# Steelhead Rivers and flies?



## pbrouse (Jun 18, 2013)

Was looking a making a trip up north for some steelhead was wondering if anyone has suggestions for flies and rivers to fish.. Tried steelheading once but was late in season and had no luck. Any info or advice would be greatly appreciated


----------



## V Fisher (Nov 28, 2009)

pbrouse search old treads for flies there are a lot of them look at odnr site for rivers any stocked river will produce fish


----------



## pbrouse (Jun 18, 2013)

Okay I was more after if I made a trip up if I would catch any because I'm new to steelheading and I don't know if they have move out of the lake into the rivers yet


----------



## V Fisher (Nov 28, 2009)

Rivers are low fish have not got up stream some are being caught near the mouths we need rain lots of rain


----------



## lorainfly24 (Jun 21, 2014)

I second that. we need a monsoon of some sort. Is the V even moving? I thought about checkin it out after work tommoro....


----------



## ducman491 (Oct 31, 2011)

The rivers have fish in them on the east side.


----------



## wannabflyguy (Aug 21, 2014)

Just got back on Friday from ny fishing for kings. Stopped at the grand and the chagrin on the way home and there were no fisherman anywhere to be found. Did speak with several guys who said there are fish in the Conneaut to be caught just not a large amount of them. Talked to many people in ny who said there were tons of fish in elk creek (Pa). If we get some rain in north east ohio we should get a good number of steelies in.

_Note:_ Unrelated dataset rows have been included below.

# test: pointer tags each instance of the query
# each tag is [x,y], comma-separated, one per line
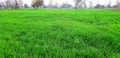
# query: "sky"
[71,2]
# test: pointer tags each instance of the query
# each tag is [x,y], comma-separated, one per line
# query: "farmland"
[55,33]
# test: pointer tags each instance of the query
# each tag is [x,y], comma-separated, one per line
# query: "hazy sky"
[71,1]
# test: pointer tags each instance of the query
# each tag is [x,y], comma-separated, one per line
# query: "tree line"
[16,4]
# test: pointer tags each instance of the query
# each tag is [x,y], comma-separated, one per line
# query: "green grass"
[50,33]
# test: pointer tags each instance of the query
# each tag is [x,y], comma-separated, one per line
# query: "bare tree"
[37,3]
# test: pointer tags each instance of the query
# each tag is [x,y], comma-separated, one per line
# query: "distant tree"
[0,4]
[118,4]
[66,5]
[55,4]
[77,3]
[50,3]
[14,4]
[26,6]
[90,4]
[84,4]
[109,5]
[98,6]
[37,3]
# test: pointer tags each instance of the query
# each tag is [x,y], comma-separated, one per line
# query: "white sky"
[71,1]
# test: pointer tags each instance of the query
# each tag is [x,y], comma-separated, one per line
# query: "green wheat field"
[59,33]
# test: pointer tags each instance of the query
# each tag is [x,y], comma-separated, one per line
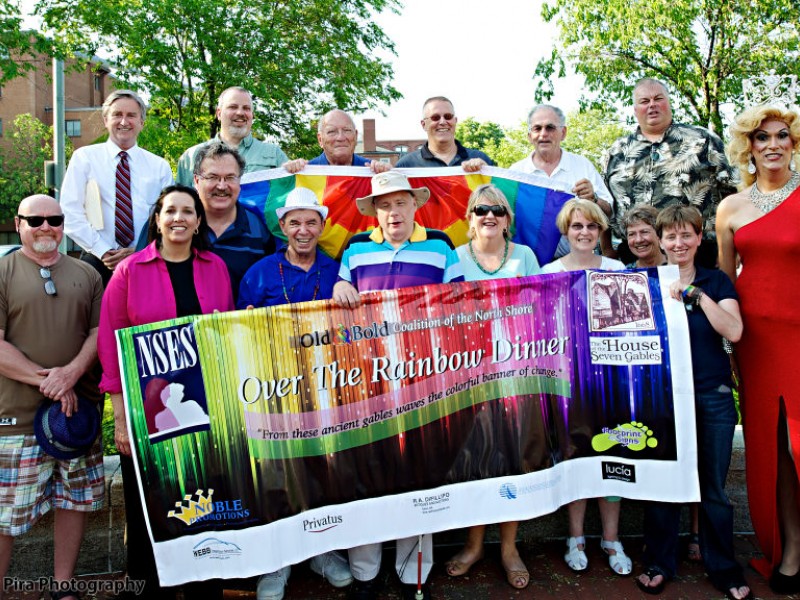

Sent from my iPhone using Ohub Campfire


----------



## CoolWater (Apr 11, 2004)

You can check the flows of all the rivers and the trending at www.riverboss.com.

I fished the V a few days ago... low and clear but not at all 'fishy' for Steel yet. Some good rain should start pushing fish. It was very scenic and quiet - which did make for a beautiful day of fishing. If you simply enjoy catching fish, I caught plenty of Rock Bass and Common Shiners.


----------



## SelfTaught (Mar 27, 2014)

lorainfly24 said:


> I second that. we need a monsoon of some sort. Is the V even moving? I thought about checkin it out after work tommoro....


No, V is not moving at all. I fished powerlines and S curves last night, and after that it is all shallow. Mill Hollow looks like a bunch of water puddles... 

Had to chuck hardware with spinning gear because of absolutely zero flow even the the far lower stretches of the powerlines. 

A few steelhead have been caught but not many, and a report of one King was caught last week. I live 10 minutes away from the fishing hole and will not be making a trip back until we get more rain, (Hopefully this week)


----------